[Biojava-dev] blast parsing continued : what is gaps?

Tue, 19 Nov 2002 11:30:34 -0500

Just a quickie email,

For those of you who are wondering what the gaps attribute means on the QuerySequence and SbjctSequence elements. This is the number of gaps introduced ih the subject and query strands to generate the alignment (so in blast a count of the number of dashes).

I think there should be an additional attribute called ambiguous on the Sequence elements. This would give a count of the number of ambiguous characters in the alignment (N's in blastn and X's in the other blasts) otherwise it is impossible to test to see if a low identity was due to low complexity masking (-F T) or due to mismatches without storing the actual alignment.
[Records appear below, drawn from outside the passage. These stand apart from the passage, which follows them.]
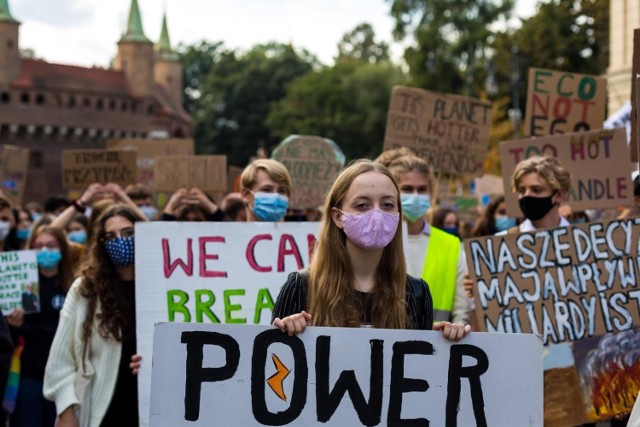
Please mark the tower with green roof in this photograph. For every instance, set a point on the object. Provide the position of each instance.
(168, 69)
(9, 47)
(135, 54)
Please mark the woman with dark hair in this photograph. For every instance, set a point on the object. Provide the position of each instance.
(358, 274)
(99, 312)
(35, 324)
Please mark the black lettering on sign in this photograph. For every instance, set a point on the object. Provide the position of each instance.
(456, 373)
(327, 401)
(196, 374)
(258, 378)
(401, 385)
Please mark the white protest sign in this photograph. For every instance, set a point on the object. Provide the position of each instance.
(212, 273)
(234, 375)
(19, 281)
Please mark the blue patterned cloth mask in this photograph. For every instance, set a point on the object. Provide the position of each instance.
(270, 206)
(121, 251)
(414, 205)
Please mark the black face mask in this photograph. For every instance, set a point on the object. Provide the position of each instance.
(534, 208)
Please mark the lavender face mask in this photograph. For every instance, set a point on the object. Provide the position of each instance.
(373, 229)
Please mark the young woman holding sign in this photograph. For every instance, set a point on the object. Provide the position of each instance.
(358, 276)
(99, 312)
(34, 325)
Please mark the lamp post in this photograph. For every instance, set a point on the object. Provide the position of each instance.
(515, 114)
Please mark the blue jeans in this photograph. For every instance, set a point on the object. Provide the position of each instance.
(32, 410)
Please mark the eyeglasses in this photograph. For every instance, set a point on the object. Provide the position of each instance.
(126, 232)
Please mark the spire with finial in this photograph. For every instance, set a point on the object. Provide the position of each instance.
(163, 47)
(5, 13)
(134, 31)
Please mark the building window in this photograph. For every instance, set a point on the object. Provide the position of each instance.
(35, 160)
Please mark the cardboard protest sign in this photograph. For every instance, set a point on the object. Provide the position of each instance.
(576, 286)
(635, 70)
(14, 167)
(148, 149)
(256, 375)
(604, 151)
(313, 163)
(211, 273)
(562, 102)
(208, 173)
(19, 282)
(81, 168)
(451, 132)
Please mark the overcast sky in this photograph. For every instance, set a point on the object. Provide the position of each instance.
(85, 32)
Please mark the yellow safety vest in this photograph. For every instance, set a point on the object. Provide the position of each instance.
(440, 271)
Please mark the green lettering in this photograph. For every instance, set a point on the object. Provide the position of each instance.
(228, 307)
(204, 306)
(176, 300)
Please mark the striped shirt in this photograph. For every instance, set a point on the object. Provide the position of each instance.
(293, 299)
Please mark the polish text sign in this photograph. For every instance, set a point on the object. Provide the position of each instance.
(565, 284)
(19, 282)
(211, 273)
(562, 102)
(598, 162)
(451, 132)
(256, 375)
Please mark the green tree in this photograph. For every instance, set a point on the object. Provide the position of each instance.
(451, 38)
(234, 96)
(360, 45)
(347, 102)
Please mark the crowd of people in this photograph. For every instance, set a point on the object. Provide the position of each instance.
(361, 274)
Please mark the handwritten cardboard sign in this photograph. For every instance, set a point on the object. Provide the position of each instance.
(574, 285)
(19, 282)
(598, 162)
(211, 273)
(451, 132)
(208, 173)
(148, 149)
(14, 167)
(81, 168)
(562, 102)
(256, 375)
(313, 163)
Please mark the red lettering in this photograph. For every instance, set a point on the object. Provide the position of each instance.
(169, 266)
(250, 253)
(291, 250)
(204, 256)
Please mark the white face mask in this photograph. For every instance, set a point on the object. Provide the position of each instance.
(5, 227)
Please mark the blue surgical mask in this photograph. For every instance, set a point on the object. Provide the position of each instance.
(504, 223)
(414, 205)
(78, 236)
(149, 211)
(121, 251)
(48, 259)
(22, 234)
(270, 206)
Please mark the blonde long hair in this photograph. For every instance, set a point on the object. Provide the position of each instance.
(333, 300)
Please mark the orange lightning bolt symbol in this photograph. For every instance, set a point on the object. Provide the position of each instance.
(276, 380)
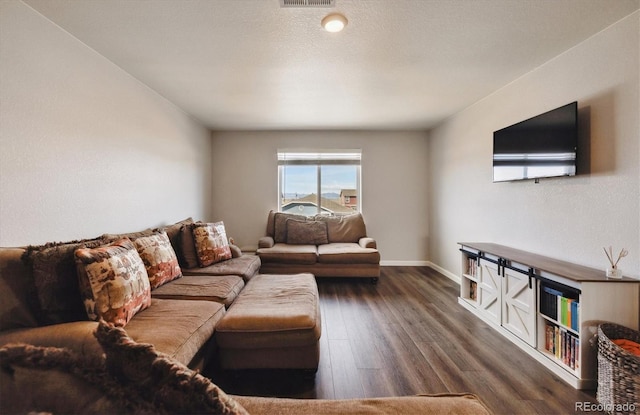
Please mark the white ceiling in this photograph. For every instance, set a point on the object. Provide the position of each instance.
(399, 64)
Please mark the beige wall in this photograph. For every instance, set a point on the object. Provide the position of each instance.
(394, 176)
(567, 218)
(85, 148)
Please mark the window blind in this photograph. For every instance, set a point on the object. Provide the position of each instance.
(323, 157)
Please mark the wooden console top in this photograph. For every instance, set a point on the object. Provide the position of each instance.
(565, 269)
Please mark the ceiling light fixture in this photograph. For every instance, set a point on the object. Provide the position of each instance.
(334, 22)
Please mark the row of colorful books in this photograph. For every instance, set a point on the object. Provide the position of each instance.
(560, 306)
(473, 290)
(563, 344)
(472, 266)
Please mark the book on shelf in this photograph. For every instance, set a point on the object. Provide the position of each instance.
(473, 290)
(472, 266)
(564, 345)
(561, 306)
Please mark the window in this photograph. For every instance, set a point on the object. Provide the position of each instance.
(319, 182)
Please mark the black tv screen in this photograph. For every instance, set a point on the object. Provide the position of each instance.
(542, 146)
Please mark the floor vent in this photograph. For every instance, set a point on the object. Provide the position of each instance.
(307, 3)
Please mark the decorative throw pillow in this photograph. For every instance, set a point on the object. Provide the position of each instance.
(175, 236)
(56, 280)
(159, 259)
(158, 378)
(211, 243)
(280, 225)
(113, 281)
(306, 233)
(188, 247)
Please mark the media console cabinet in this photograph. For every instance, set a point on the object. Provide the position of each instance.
(551, 309)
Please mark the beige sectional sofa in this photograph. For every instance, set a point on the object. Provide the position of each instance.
(51, 360)
(40, 298)
(326, 246)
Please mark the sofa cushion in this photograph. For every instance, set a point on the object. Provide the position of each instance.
(159, 258)
(128, 235)
(175, 236)
(178, 328)
(188, 247)
(289, 254)
(280, 225)
(76, 336)
(132, 378)
(19, 303)
(461, 404)
(56, 280)
(273, 311)
(114, 282)
(245, 266)
(306, 232)
(211, 243)
(347, 253)
(349, 228)
(222, 289)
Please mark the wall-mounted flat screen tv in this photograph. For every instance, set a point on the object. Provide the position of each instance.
(542, 146)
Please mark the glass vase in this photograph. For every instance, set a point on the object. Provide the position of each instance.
(614, 272)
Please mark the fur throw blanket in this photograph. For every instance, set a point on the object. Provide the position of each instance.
(133, 376)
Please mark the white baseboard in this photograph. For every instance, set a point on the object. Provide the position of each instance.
(405, 263)
(453, 277)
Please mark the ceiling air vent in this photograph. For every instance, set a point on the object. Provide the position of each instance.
(307, 3)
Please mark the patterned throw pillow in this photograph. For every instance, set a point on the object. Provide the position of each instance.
(159, 258)
(211, 243)
(113, 281)
(56, 280)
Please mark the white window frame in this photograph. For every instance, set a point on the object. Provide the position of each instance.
(319, 158)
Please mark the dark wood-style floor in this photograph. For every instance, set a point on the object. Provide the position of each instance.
(408, 335)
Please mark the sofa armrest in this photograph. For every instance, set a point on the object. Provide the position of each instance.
(266, 242)
(367, 242)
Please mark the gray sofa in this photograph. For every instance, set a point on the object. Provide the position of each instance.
(326, 246)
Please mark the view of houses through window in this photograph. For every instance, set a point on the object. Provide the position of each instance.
(319, 182)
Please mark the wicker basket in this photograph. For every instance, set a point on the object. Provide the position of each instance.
(618, 369)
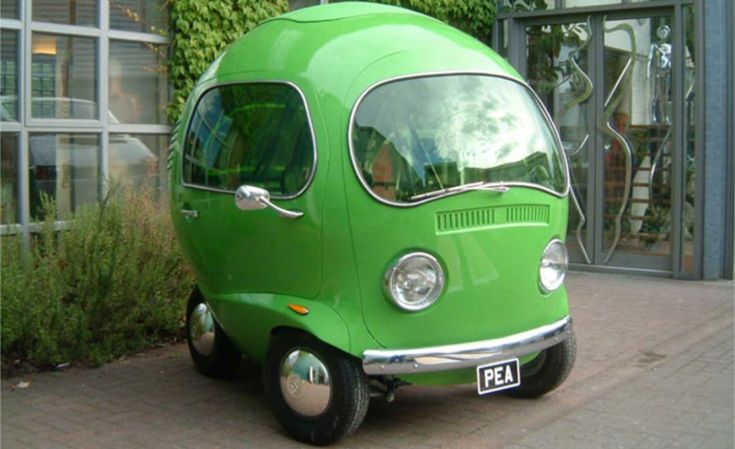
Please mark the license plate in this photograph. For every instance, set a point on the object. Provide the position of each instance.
(498, 376)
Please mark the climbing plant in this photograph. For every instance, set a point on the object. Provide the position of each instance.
(201, 30)
(474, 17)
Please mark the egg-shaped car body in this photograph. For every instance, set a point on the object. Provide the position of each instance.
(370, 198)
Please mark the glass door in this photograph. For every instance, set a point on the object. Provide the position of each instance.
(558, 69)
(608, 85)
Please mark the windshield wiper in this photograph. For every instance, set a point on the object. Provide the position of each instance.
(480, 185)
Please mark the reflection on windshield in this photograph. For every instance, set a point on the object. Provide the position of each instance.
(415, 136)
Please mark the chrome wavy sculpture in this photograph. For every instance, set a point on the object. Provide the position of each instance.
(578, 78)
(611, 103)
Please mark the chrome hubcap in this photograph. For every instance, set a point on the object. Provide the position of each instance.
(305, 383)
(201, 329)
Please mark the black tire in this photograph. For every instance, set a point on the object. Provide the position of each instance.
(222, 358)
(348, 401)
(547, 371)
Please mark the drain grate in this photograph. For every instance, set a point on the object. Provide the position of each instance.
(460, 220)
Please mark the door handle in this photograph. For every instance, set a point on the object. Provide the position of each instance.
(190, 213)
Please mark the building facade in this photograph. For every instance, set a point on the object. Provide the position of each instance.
(641, 91)
(84, 92)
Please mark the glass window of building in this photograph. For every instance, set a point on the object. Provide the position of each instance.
(9, 9)
(63, 77)
(139, 160)
(145, 16)
(9, 75)
(63, 167)
(66, 12)
(9, 178)
(137, 80)
(57, 140)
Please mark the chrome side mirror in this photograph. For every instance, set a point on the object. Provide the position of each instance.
(254, 198)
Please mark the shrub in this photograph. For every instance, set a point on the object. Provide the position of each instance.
(114, 282)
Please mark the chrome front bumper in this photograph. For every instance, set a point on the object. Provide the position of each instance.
(464, 355)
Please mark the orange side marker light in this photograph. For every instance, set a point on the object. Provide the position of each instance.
(301, 310)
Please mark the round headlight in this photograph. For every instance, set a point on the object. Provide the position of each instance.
(554, 265)
(414, 281)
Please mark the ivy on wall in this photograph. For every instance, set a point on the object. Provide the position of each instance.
(474, 17)
(202, 29)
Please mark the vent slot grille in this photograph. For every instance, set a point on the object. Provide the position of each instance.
(483, 217)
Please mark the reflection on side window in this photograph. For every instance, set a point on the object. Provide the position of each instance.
(416, 137)
(255, 134)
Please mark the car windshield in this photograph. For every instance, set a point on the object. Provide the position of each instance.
(422, 137)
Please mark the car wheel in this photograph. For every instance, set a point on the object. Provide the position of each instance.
(318, 393)
(213, 353)
(547, 371)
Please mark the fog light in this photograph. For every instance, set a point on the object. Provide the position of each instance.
(554, 264)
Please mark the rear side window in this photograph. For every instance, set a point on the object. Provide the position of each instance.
(255, 134)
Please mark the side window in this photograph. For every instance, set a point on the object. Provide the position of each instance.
(256, 134)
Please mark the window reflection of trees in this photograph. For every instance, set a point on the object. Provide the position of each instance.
(454, 130)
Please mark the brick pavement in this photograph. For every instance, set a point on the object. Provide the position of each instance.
(654, 370)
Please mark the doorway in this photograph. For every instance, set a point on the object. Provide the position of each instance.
(621, 91)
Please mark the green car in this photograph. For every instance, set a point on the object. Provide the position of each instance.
(370, 198)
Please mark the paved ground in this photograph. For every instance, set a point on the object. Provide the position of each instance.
(654, 370)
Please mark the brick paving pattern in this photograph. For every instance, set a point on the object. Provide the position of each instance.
(654, 370)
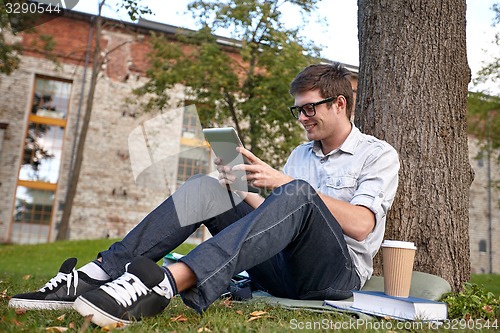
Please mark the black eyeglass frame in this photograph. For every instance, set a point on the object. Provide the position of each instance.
(296, 110)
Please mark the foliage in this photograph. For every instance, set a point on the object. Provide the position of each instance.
(474, 302)
(491, 71)
(134, 8)
(484, 118)
(250, 93)
(9, 51)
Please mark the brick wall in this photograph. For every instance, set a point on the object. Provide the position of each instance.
(478, 212)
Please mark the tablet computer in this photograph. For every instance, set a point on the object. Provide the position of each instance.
(224, 141)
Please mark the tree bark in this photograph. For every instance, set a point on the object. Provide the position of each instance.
(412, 92)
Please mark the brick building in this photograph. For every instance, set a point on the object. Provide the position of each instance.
(41, 106)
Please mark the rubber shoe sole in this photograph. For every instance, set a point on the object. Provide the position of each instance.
(28, 304)
(99, 317)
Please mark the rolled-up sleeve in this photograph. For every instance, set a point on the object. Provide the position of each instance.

Hope this clarifies things (yes updating documention as well!)
Doug

-----Original Message-----
From:	David Huen [mailto:david.huen@ntlworld.com]
Sent:	Tue 11/19/02 5:51 AM
To:	Simon Brocklehurst; Doug Rusch
Cc:	biojava-dev@biojava.org
Subject:	Re: [Biojava-dev] blast parsing continued
On Tuesday 19 Nov 2002 9:35 am, Simon Brocklehurst wrote:

a) QuerySequence and SubjctSequence replace QuerySequence and HitSequence.  
The changes see the startPosition and stopPosition replaced by a more 
Biojava-esque begin, end and strand, type and gaps(what this?).  Some 
attention will be needed in this area anyway as NCBI Blast XML is truly 
bizaare in its use of the Hsp_hit-frame and Hsp_query-frame elements.  
Examples are (for blastn) when Hsp_hit-frame is -1 (reverse strand), it is 
the QUERY strand that is shown reverse complemented and the from and to 
coordinates swapped, (for blastx, tblast's) irrespective of whether the 
frames are forward or reversed, the from and to coordinates are always 
forward (ie from < to).  Could we have a standard defined for ourselves to 
avoid confusion downstream of the parsers?